Quelque chose tomba à ses côtés.

Holly puisa dans ses dernières forces pour ouvrir les yeux. Sa vision était trouble, et sa tête lui tournait, mais pas assez pour qu'elle ne voit pas une silhouette se pencher vers elle, ses traits familiers malgré le sang qui les recouvrait.

Sa dernière pensée avant de plonger dans les ténèbres fut que Joshua avait remporté la victoire d'un combat qu'il n'avait même pas conscience de mener.

*

Un apprenti était mort lors de la dernière mission organisée par Joshua.

Cela avait été la première fois depuis son arrivée chez Elijah et dans le monde des chasseurs que Holly avait été confrontée directement à la mort. Bien sûr, elle avait entendu les rumeurs, les noms des chasseurs tombés au combat que son mentor murmurait une fois la nuit tombée, les épitaphes des victimes dans les journaux, les lames soigneusement préservées dans leurs fourreaux en mémoire d'un frère d'arme perdu.

La mort était la seule constante à la vie d'un chasseur.

Mais contempler la chaise vide autour de la table du petit-déjeuner avait bien plus choqué Holly que le sang qui s'était incrusté sous ses ongles.

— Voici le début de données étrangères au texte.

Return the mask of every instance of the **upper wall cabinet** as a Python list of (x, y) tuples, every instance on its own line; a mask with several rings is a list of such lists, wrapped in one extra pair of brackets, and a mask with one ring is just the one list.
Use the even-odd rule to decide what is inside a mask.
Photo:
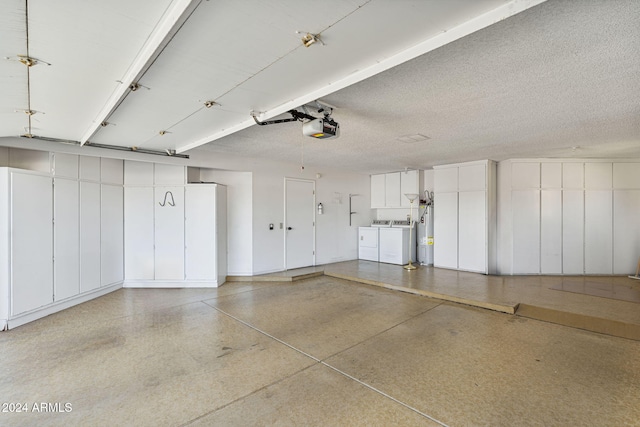
[(184, 185), (186, 184), (186, 168), (179, 165), (160, 163), (124, 162), (124, 185)]
[(100, 157), (80, 156), (80, 179), (100, 182)]
[[(417, 194), (418, 200), (416, 200), (415, 203), (419, 203), (420, 196), (422, 195), (422, 185), (420, 184), (420, 171), (400, 172), (400, 206), (403, 208), (411, 206), (411, 202), (405, 194)], [(417, 204), (414, 204), (414, 206), (417, 206)]]
[(79, 159), (77, 154), (53, 153), (51, 172), (56, 178), (78, 179)]
[(400, 207), (400, 172), (385, 174), (384, 205), (387, 208)]
[(124, 184), (124, 164), (119, 159), (101, 159), (100, 181), (103, 184)]
[(385, 181), (385, 174), (371, 175), (371, 207), (374, 209), (385, 207)]
[(184, 185), (187, 182), (186, 168), (178, 165), (155, 164), (155, 185)]
[(408, 208), (408, 193), (421, 194), (420, 171), (371, 175), (371, 208)]

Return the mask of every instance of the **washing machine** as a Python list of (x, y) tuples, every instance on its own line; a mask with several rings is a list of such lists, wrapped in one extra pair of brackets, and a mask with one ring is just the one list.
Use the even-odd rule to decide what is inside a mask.
[(380, 261), (380, 229), (389, 228), (391, 220), (374, 219), (369, 227), (358, 227), (358, 258), (368, 261)]
[(391, 227), (380, 229), (380, 262), (405, 265), (409, 259), (416, 261), (415, 225), (410, 221), (393, 221)]

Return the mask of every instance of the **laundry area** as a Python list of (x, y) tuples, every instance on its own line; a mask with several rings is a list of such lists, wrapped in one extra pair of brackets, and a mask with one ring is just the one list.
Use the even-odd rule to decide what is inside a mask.
[[(423, 190), (424, 173), (405, 170), (371, 176), (371, 207), (378, 218), (358, 227), (359, 259), (433, 265), (434, 196)], [(432, 171), (426, 171), (426, 176), (432, 177)]]

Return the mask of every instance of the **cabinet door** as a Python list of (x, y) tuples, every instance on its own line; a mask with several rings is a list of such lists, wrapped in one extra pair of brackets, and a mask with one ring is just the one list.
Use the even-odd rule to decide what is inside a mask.
[(513, 190), (513, 274), (540, 273), (540, 190)]
[(80, 291), (99, 287), (100, 184), (80, 182)]
[(371, 175), (371, 207), (383, 208), (385, 204), (385, 176)]
[(388, 208), (400, 207), (400, 172), (385, 174), (384, 190), (385, 206)]
[(635, 274), (640, 255), (640, 190), (613, 192), (613, 274)]
[(562, 192), (542, 190), (541, 197), (540, 272), (562, 274)]
[(484, 191), (461, 191), (458, 198), (458, 268), (486, 273), (487, 195)]
[(227, 187), (216, 185), (216, 254), (218, 286), (227, 280)]
[(184, 280), (184, 187), (155, 187), (155, 279)]
[(435, 200), (433, 264), (458, 268), (458, 193), (438, 193)]
[(420, 174), (417, 170), (400, 172), (400, 206), (403, 208), (411, 206), (411, 202), (405, 196), (410, 193), (418, 195), (418, 199), (413, 202), (415, 208), (420, 203)]
[(102, 185), (100, 263), (102, 286), (124, 280), (124, 206), (122, 187)]
[(458, 189), (460, 191), (484, 191), (487, 188), (487, 165), (460, 166)]
[[(581, 182), (582, 175), (579, 178)], [(562, 192), (562, 273), (584, 274), (584, 191), (582, 190)]]
[(127, 280), (153, 280), (153, 187), (124, 189), (124, 273)]
[(186, 280), (216, 280), (215, 187), (187, 187), (184, 206)]
[(50, 177), (11, 174), (11, 314), (53, 302)]
[(586, 274), (612, 274), (612, 191), (585, 191), (584, 209), (584, 271)]
[(80, 187), (77, 180), (55, 179), (53, 206), (53, 283), (55, 300), (59, 301), (80, 293)]

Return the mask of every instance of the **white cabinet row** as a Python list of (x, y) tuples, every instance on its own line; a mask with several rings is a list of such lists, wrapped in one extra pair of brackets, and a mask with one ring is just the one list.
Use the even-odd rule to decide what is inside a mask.
[(640, 189), (513, 190), (513, 274), (631, 274)]
[[(510, 274), (630, 274), (640, 254), (640, 163), (509, 161)], [(507, 179), (507, 178), (505, 178)], [(509, 212), (506, 210), (505, 212)], [(507, 224), (511, 224), (506, 228)]]
[(124, 216), (125, 286), (224, 283), (225, 186), (125, 187)]
[(405, 194), (422, 194), (420, 171), (371, 175), (371, 208), (408, 208)]
[(0, 187), (0, 326), (122, 284), (122, 186), (0, 168)]

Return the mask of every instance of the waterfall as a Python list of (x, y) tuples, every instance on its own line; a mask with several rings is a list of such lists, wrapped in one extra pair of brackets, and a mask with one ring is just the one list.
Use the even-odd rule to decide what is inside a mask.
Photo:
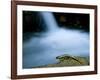
[(43, 22), (45, 22), (48, 31), (54, 31), (58, 29), (58, 24), (51, 12), (41, 12), (40, 15), (42, 16)]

Il y avait quelqu'un d'assis là la veille. Un garçon à peine plus âgé qu'elle, bien vivant, qui avait suivi la même routine qu'elle. Le même entraînement. La même vie.

Et il n'était plus là.

Joshua n'avait pas commenté sur sa disparition. Il n'y avait pas eu de prière, ni de discours à son honneur, rien d'autre qu'une promesse de voir leurs heures d'entraînement doubler.

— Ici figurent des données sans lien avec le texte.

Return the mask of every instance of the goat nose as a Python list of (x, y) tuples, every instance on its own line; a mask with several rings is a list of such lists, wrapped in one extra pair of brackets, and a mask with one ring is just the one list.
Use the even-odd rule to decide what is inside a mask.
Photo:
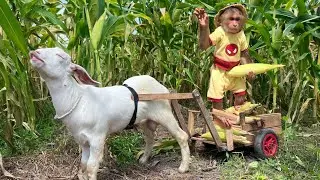
[(34, 51), (30, 51), (30, 52), (29, 52), (29, 57), (30, 57), (30, 58), (32, 58), (33, 52), (34, 52)]

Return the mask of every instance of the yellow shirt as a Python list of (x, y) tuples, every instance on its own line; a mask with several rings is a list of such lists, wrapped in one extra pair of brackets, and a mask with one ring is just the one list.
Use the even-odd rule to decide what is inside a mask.
[(246, 36), (241, 30), (237, 34), (227, 33), (219, 26), (209, 35), (212, 45), (216, 46), (214, 56), (227, 62), (240, 61), (241, 51), (248, 48)]

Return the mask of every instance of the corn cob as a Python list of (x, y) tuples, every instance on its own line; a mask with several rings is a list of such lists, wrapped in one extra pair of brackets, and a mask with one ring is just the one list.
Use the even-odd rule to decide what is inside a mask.
[(235, 115), (239, 115), (239, 112), (234, 108), (234, 106), (231, 106), (231, 107), (225, 109), (224, 111), (227, 112), (227, 113), (232, 113), (232, 114), (235, 114)]
[[(222, 142), (226, 142), (226, 133), (225, 132), (218, 131), (218, 135), (219, 135), (219, 137), (220, 137)], [(206, 132), (205, 134), (202, 134), (201, 137), (206, 139), (206, 140), (209, 140), (209, 141), (213, 140), (210, 132)], [(233, 138), (233, 142), (236, 142), (236, 143), (241, 143), (241, 144), (249, 144), (249, 143), (251, 143), (244, 136), (232, 135), (232, 138)]]
[[(261, 118), (257, 116), (246, 116), (244, 121), (245, 123), (250, 124), (254, 121), (261, 121)], [(240, 124), (240, 118), (235, 121), (235, 124)]]
[[(216, 124), (214, 125), (214, 127), (216, 128), (217, 132), (225, 132), (225, 129), (221, 128), (220, 126), (218, 126)], [(196, 128), (194, 131), (198, 134), (201, 134), (202, 128)], [(244, 131), (244, 130), (239, 129), (237, 127), (232, 127), (232, 134), (238, 135), (238, 136), (253, 135), (252, 133), (250, 133), (248, 131)]]
[(235, 115), (239, 115), (241, 112), (252, 110), (253, 108), (259, 106), (259, 104), (252, 104), (251, 102), (246, 102), (243, 105), (240, 106), (240, 108), (236, 109), (234, 106), (229, 107), (228, 109), (225, 109), (225, 112), (232, 113)]
[(269, 70), (283, 67), (282, 64), (264, 64), (264, 63), (252, 63), (252, 64), (244, 64), (239, 65), (232, 68), (227, 74), (232, 77), (243, 77), (248, 75), (249, 72), (253, 72), (254, 74), (261, 74), (267, 72)]
[(254, 121), (260, 121), (260, 120), (261, 120), (261, 118), (256, 117), (256, 116), (247, 116), (247, 117), (245, 117), (245, 122), (248, 123), (248, 124), (250, 124), (250, 123), (252, 123)]
[[(218, 126), (216, 124), (214, 125), (214, 127), (216, 128), (216, 130), (218, 132), (223, 132), (223, 133), (225, 132), (225, 129), (221, 128), (220, 126)], [(232, 127), (231, 130), (232, 130), (232, 134), (238, 135), (238, 136), (249, 135), (249, 134), (252, 135), (251, 133), (249, 133), (247, 131), (244, 131), (244, 130), (238, 129), (238, 128), (234, 128), (234, 127)]]

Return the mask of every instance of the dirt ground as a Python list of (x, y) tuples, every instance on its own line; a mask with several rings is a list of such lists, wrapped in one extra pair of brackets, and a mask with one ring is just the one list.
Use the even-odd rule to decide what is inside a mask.
[[(183, 112), (186, 117), (186, 112)], [(196, 126), (203, 126), (197, 121)], [(204, 121), (203, 121), (204, 122)], [(200, 123), (200, 124), (199, 124)], [(170, 136), (163, 128), (156, 132), (157, 139)], [(32, 156), (4, 158), (4, 168), (16, 178), (5, 177), (0, 171), (0, 179), (27, 179), (27, 180), (62, 180), (78, 179), (77, 172), (80, 156), (77, 145), (69, 145), (67, 151), (43, 151)], [(64, 153), (61, 153), (64, 152)], [(225, 152), (218, 152), (214, 146), (206, 147), (196, 143), (196, 150), (191, 155), (190, 170), (179, 173), (181, 162), (180, 150), (162, 153), (150, 159), (146, 166), (138, 163), (127, 168), (120, 168), (110, 155), (105, 155), (104, 162), (100, 165), (99, 180), (122, 179), (152, 179), (152, 180), (214, 180), (222, 179), (219, 176), (219, 163), (225, 158)]]
[[(159, 154), (145, 166), (137, 163), (125, 169), (117, 167), (115, 160), (106, 157), (100, 165), (98, 179), (219, 179), (216, 161), (218, 154), (214, 147), (208, 149), (202, 144), (197, 145), (197, 151), (191, 156), (190, 171), (183, 174), (177, 171), (181, 161), (180, 151)], [(78, 179), (79, 163), (80, 157), (77, 153), (42, 152), (32, 156), (4, 158), (4, 168), (16, 178), (0, 174), (0, 179), (75, 180)]]

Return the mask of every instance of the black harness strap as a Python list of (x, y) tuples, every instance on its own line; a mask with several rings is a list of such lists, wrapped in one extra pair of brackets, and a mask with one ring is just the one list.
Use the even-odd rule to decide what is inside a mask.
[(126, 127), (126, 129), (132, 129), (134, 127), (134, 123), (135, 123), (136, 118), (137, 118), (139, 96), (138, 96), (137, 92), (132, 87), (128, 86), (127, 84), (123, 84), (123, 86), (127, 87), (131, 91), (131, 93), (133, 95), (134, 111), (133, 111), (133, 115), (132, 115), (132, 118), (130, 120), (130, 123)]

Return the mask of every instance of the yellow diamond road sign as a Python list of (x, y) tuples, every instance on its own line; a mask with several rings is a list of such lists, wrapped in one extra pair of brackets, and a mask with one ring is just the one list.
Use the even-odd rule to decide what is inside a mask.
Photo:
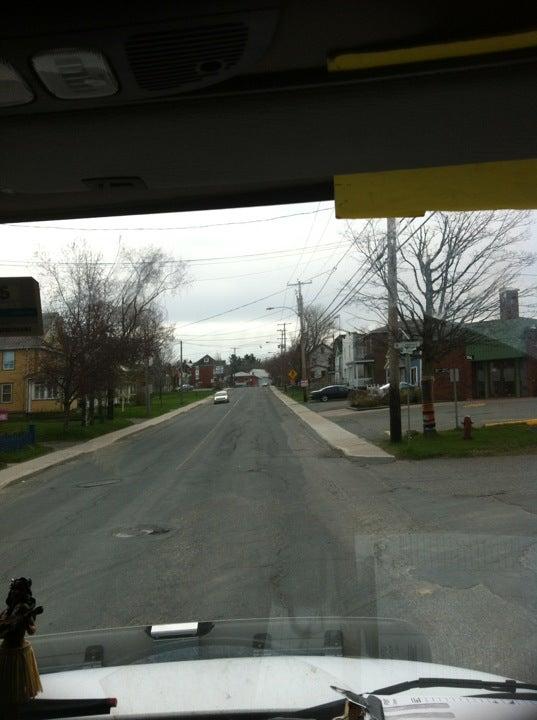
[(290, 380), (291, 382), (294, 382), (294, 381), (297, 379), (297, 377), (298, 377), (298, 373), (297, 373), (296, 370), (293, 370), (293, 369), (291, 368), (291, 370), (289, 370), (289, 372), (287, 373), (287, 377), (289, 378), (289, 380)]

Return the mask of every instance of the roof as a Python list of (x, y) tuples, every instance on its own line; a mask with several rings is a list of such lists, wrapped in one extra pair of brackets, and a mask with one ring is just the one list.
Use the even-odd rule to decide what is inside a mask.
[[(57, 317), (56, 313), (43, 313), (43, 331), (46, 335), (52, 326), (54, 318)], [(30, 336), (0, 336), (0, 350), (29, 350), (34, 348), (40, 348), (43, 345), (43, 336), (41, 335), (30, 335)]]
[(254, 368), (253, 370), (250, 370), (250, 375), (254, 375), (258, 378), (270, 377), (269, 373), (266, 370), (263, 370), (263, 368)]
[(0, 350), (28, 350), (40, 348), (43, 338), (36, 337), (0, 337)]
[(473, 360), (502, 360), (527, 355), (526, 334), (537, 330), (534, 318), (513, 320), (485, 320), (467, 326), (472, 333), (466, 352)]
[[(206, 358), (209, 358), (206, 360)], [(192, 365), (214, 365), (216, 363), (216, 360), (211, 355), (204, 355), (203, 357), (200, 357), (199, 360), (196, 360), (196, 362), (192, 363)], [(224, 364), (224, 361), (221, 361), (221, 364)]]
[(249, 378), (252, 377), (250, 373), (243, 372), (242, 370), (240, 372), (233, 373), (233, 377), (236, 378)]

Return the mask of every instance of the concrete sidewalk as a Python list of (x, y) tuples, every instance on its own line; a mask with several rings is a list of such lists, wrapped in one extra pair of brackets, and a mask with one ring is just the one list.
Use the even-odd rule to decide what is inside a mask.
[(106, 433), (105, 435), (93, 438), (92, 440), (77, 443), (76, 445), (67, 447), (64, 450), (56, 450), (55, 452), (47, 453), (47, 455), (42, 455), (34, 460), (27, 460), (26, 462), (13, 464), (5, 470), (0, 470), (0, 490), (17, 480), (30, 477), (30, 475), (35, 475), (36, 473), (46, 470), (47, 468), (54, 467), (55, 465), (62, 465), (74, 458), (80, 457), (80, 455), (95, 452), (96, 450), (102, 450), (118, 440), (130, 437), (131, 435), (142, 432), (143, 430), (147, 430), (147, 428), (160, 425), (163, 422), (167, 422), (178, 415), (182, 415), (189, 410), (193, 410), (200, 405), (208, 403), (211, 399), (212, 395), (210, 397), (203, 398), (202, 400), (196, 400), (196, 402), (185, 405), (185, 407), (177, 408), (177, 410), (170, 410), (170, 412), (151, 418), (150, 420), (143, 420), (131, 427), (123, 428), (122, 430), (114, 430), (113, 432)]
[(302, 422), (314, 430), (334, 450), (338, 450), (344, 457), (361, 465), (374, 465), (378, 463), (393, 462), (395, 458), (381, 448), (373, 445), (362, 437), (345, 430), (331, 420), (310, 410), (306, 405), (291, 400), (273, 385), (272, 392), (287, 405), (289, 410), (297, 415)]

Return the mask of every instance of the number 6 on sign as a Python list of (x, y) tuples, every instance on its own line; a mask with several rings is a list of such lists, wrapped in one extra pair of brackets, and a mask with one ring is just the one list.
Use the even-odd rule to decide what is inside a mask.
[(296, 380), (297, 377), (298, 377), (298, 373), (297, 373), (296, 370), (294, 370), (293, 368), (291, 368), (291, 370), (289, 370), (289, 372), (287, 373), (287, 377), (289, 378), (289, 380), (290, 380), (291, 382), (295, 382), (295, 380)]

— L'un d'entre vous est mort car il n'était pas prêt à affronter le danger qui rôde là-dehors. Et s'il n'était pas à la hauteur, c'est uniquement de ma faute pour ne pas l'avoir correctement préparé, avait répondu Joshua quand un apprenti avait osé lui demander des explications.

Personne n'avait osé le contredire.

Et alors que Joshua les faisait courir encore plus loin, encore plus rapidement, qu'il augmentait la cadence de leurs affrontements au corps à corps, qu'il les forçait à tirer vingt fois dans le mille au lieu de dix avant d'aller se coucher, une seule pensée accaparait l'esprit de Holly.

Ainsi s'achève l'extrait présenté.